So here, in my mind, students that are over a certain level in points within a certain topic can create their own Open Projects that are listed in the Project Portal under "student submitted". Like the teacher projects, the student submitted Open Project would have a difficulty level set by the submitter, a description of the task (i.e. "design a vertical navigation using xyz color scheme" "Design a tabbed based 1 page site with only CSS." "Create a detailed form for a dating site using xyz specifications." "Design an entire site, 4 pages, for a pet store." etc..). And any specific instructions. If the project is of a larger scale like an app or if it's a multi-page site (or even a one page site) the project would have details like what the "client" is looking for, what style they want (elegant, modern, old fashioned, ocean based theme, 'fluffy', 'silly' etc...), what kind of color scheme (warm? vibrant? earthy? calm? etc...) and then students if they so choose can work on that project.

Open Projects could be voted up based on popularity(or not) & you could have a leader board of the top Open Projects. Open Projects that get completed by other students are then submitted for others to check out and critique.

There would be points and achievements of course and students that create Open Projects for others to complete and submit would get additional points and, you know, badges all around for both project completion and Open Project creation. first project badge, first project creation badge, top project submission & creation badges, 5 projects/submissions, 10, etc... sky's the limit here.

This would provide a great opportunity for the community to strengthen and learn from each other as well as really provide an encouraging and judgmental free environment for everyone to hone their skills & get feedback in a still somewhat realistic client-developer type simulation. (new idea. Create a deadline on all projects. Once you sign up to a project that's your official "I have accepted this job" and you're given a deadline. Don't meet the deadline? You're fired and you have to either start all over or you're locked out of submitted your completed project for a week... I dunno, just brainstorming here.)

Wow, ok... once again I've gone on and on. I'll shut-up now. But anyway, devs, think about it! :)

I'll see what I can do to bring some attention to this.

derekverrilli
derekverrilli
8,841 Points

Fantastic ideas! Couldn't have articulated it better.

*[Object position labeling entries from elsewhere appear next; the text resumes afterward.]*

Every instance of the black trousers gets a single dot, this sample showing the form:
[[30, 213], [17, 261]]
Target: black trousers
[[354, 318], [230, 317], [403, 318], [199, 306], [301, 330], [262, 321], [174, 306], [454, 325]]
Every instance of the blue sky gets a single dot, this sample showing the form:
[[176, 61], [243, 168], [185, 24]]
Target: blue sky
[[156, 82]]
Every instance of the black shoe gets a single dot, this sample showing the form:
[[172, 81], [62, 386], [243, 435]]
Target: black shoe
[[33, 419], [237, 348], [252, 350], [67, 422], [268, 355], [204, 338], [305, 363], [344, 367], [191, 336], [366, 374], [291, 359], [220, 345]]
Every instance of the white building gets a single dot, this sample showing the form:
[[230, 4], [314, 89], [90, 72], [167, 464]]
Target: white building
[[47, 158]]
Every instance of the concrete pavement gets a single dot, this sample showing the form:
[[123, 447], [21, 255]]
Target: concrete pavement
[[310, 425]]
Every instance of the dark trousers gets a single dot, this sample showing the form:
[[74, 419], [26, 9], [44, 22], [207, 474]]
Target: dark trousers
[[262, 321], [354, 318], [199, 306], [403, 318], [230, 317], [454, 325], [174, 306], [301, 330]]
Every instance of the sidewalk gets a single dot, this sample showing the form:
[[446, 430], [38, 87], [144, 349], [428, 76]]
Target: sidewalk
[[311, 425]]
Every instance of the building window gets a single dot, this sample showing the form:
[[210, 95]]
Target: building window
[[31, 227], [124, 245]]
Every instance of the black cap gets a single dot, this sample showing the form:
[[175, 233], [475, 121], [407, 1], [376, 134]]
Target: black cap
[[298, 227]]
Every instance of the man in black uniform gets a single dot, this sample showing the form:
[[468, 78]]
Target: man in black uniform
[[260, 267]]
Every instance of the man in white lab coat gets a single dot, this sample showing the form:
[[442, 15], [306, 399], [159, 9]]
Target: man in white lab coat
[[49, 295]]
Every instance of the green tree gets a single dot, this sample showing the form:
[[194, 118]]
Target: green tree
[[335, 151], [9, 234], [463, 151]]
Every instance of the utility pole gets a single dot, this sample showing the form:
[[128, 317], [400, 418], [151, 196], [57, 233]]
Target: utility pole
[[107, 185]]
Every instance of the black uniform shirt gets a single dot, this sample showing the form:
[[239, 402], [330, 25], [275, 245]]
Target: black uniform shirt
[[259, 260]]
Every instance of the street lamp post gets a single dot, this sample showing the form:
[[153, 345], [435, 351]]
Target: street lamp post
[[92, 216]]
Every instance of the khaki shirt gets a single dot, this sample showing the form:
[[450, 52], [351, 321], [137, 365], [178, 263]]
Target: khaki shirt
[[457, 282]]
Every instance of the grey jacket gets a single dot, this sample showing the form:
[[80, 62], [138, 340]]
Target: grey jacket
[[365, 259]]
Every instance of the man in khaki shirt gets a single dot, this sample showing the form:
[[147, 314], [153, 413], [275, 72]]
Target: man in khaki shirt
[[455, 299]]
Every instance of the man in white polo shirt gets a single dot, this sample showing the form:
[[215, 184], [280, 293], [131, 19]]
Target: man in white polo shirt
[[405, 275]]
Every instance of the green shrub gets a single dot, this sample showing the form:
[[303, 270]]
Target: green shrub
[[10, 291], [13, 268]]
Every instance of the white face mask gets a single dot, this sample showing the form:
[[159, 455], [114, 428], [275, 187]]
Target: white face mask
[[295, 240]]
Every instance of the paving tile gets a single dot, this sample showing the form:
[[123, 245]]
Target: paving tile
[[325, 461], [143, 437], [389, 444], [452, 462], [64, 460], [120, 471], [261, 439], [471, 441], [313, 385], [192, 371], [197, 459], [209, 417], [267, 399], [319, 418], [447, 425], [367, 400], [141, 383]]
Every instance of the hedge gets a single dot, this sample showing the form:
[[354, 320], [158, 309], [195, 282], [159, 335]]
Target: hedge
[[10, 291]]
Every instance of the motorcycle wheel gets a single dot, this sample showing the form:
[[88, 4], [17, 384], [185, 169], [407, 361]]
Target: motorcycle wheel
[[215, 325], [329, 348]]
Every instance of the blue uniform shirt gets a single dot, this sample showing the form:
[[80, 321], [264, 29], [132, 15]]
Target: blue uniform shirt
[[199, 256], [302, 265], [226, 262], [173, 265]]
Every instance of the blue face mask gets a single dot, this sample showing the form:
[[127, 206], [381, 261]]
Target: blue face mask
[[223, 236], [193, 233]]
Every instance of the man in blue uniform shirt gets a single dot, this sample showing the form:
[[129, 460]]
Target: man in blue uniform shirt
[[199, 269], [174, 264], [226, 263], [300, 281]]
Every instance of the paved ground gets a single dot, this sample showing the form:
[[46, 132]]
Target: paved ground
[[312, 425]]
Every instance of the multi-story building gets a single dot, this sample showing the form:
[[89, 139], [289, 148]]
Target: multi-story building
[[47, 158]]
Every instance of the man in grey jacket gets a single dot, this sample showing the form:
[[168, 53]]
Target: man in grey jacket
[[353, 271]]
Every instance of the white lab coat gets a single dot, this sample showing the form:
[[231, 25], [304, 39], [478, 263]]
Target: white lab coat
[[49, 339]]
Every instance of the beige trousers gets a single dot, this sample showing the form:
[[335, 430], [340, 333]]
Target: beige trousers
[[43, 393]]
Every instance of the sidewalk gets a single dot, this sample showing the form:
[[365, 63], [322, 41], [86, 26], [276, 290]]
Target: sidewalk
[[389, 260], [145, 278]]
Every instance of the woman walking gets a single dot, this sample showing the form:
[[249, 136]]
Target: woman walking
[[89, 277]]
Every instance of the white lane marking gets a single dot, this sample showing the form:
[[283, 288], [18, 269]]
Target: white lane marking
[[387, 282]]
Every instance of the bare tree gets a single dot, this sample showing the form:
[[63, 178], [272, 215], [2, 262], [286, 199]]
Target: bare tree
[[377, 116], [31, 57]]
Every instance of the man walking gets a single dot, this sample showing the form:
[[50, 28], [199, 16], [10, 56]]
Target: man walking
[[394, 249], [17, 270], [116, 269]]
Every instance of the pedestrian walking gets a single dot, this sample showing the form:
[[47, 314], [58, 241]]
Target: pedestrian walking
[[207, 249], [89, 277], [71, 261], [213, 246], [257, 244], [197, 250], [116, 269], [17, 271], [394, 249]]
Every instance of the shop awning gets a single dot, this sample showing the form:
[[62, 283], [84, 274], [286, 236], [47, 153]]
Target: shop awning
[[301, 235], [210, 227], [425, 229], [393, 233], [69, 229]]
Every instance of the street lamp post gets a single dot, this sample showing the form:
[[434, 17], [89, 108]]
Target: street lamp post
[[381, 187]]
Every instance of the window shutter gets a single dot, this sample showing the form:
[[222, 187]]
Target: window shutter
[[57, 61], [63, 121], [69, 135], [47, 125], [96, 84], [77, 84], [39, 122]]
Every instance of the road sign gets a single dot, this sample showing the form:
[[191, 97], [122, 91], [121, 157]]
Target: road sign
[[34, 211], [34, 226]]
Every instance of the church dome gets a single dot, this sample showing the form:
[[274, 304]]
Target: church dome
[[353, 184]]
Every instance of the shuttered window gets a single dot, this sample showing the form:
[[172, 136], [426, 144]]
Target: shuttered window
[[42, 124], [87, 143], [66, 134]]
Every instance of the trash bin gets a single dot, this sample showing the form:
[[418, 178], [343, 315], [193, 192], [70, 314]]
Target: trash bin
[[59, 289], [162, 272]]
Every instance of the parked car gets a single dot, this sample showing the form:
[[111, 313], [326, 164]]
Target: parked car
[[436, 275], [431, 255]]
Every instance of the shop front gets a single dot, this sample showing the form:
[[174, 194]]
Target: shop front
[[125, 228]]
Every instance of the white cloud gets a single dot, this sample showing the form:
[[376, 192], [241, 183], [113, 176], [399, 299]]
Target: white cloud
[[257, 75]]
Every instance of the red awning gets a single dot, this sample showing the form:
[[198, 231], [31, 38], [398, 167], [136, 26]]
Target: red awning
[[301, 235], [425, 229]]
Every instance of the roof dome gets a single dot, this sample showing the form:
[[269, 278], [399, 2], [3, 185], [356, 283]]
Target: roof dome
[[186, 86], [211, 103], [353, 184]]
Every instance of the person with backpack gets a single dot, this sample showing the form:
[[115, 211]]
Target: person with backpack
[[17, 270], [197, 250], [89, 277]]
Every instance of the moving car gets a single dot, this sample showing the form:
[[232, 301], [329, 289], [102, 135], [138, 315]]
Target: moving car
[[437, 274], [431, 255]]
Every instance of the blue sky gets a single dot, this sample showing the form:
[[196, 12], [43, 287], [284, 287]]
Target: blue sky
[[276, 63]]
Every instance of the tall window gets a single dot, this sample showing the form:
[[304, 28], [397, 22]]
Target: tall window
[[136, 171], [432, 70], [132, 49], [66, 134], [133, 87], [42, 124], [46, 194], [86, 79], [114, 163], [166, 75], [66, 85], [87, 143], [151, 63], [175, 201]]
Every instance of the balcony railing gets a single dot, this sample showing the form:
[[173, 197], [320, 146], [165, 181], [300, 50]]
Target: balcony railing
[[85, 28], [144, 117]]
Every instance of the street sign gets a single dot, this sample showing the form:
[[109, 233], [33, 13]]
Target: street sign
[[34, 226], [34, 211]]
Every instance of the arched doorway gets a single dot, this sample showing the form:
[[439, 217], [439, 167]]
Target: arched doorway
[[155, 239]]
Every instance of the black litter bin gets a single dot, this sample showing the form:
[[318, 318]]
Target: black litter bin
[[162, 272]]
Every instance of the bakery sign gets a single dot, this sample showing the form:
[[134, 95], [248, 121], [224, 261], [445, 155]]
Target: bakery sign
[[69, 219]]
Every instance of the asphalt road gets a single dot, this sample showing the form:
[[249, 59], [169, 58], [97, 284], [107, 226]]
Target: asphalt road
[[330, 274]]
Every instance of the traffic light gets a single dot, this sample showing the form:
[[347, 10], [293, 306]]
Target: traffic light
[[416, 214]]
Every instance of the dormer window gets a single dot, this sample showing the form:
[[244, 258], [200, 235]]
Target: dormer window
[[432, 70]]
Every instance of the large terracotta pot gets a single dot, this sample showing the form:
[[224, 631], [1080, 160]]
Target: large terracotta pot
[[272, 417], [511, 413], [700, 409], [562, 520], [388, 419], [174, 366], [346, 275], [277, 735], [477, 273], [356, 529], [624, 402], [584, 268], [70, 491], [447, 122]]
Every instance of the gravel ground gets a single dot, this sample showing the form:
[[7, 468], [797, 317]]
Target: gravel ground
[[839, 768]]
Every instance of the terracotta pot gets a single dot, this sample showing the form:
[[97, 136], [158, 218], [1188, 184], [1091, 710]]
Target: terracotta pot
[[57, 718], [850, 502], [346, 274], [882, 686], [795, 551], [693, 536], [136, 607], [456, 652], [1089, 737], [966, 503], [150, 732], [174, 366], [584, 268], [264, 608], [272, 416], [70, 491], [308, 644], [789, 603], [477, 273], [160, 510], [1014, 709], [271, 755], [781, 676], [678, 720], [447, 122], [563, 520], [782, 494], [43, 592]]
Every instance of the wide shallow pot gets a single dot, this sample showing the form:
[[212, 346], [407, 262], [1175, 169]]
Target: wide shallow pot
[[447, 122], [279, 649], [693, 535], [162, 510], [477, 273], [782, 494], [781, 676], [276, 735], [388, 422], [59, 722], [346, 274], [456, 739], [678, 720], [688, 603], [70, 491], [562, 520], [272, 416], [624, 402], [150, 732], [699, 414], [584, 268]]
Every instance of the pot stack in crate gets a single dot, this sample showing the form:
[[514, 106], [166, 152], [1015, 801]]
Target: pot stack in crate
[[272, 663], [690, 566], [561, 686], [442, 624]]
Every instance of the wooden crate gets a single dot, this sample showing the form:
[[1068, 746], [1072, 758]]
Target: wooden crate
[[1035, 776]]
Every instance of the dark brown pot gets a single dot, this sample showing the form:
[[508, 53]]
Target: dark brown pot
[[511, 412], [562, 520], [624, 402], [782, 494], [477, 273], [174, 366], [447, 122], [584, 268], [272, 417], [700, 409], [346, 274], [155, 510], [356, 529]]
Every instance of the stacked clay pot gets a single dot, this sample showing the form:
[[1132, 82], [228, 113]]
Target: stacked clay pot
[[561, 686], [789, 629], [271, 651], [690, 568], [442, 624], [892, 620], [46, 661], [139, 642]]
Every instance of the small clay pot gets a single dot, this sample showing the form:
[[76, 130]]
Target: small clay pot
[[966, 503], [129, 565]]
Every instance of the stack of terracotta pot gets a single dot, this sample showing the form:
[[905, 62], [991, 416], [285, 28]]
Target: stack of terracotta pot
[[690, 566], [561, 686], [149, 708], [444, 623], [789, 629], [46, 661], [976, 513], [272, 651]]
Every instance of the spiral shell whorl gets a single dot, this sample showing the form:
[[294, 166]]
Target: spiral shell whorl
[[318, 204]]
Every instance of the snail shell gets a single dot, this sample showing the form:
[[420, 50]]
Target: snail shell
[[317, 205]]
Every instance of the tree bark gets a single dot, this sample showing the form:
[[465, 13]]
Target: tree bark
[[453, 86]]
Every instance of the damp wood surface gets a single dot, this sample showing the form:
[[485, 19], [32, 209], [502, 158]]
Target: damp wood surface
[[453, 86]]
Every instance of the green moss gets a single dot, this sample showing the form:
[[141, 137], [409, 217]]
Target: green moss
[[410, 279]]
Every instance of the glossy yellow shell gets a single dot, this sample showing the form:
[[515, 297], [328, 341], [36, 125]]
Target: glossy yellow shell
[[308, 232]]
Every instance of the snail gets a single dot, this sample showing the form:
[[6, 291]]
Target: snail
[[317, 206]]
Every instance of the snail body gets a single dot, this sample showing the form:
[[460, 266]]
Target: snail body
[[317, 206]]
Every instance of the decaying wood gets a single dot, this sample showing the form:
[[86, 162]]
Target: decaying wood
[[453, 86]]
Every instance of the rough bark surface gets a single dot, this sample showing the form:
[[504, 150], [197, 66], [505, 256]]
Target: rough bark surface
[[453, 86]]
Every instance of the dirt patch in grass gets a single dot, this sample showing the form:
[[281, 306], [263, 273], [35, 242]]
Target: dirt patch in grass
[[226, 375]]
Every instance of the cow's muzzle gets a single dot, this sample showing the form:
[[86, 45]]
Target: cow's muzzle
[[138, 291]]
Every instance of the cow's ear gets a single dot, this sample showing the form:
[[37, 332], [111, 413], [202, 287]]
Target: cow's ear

Yes! We are moving towards this within our Career Program.

huckleberry
huckleberry
14,636 Points

Nancy King

Oh sweet, that's good to hear! Question: Is this the career program that's in beta for west-coast only right now? I understood that to be more of a personal mentoring type program and wasn't aware of something like I outlined being implemented but that's really cool if that's the case and I look forward to it going live across the site eventually!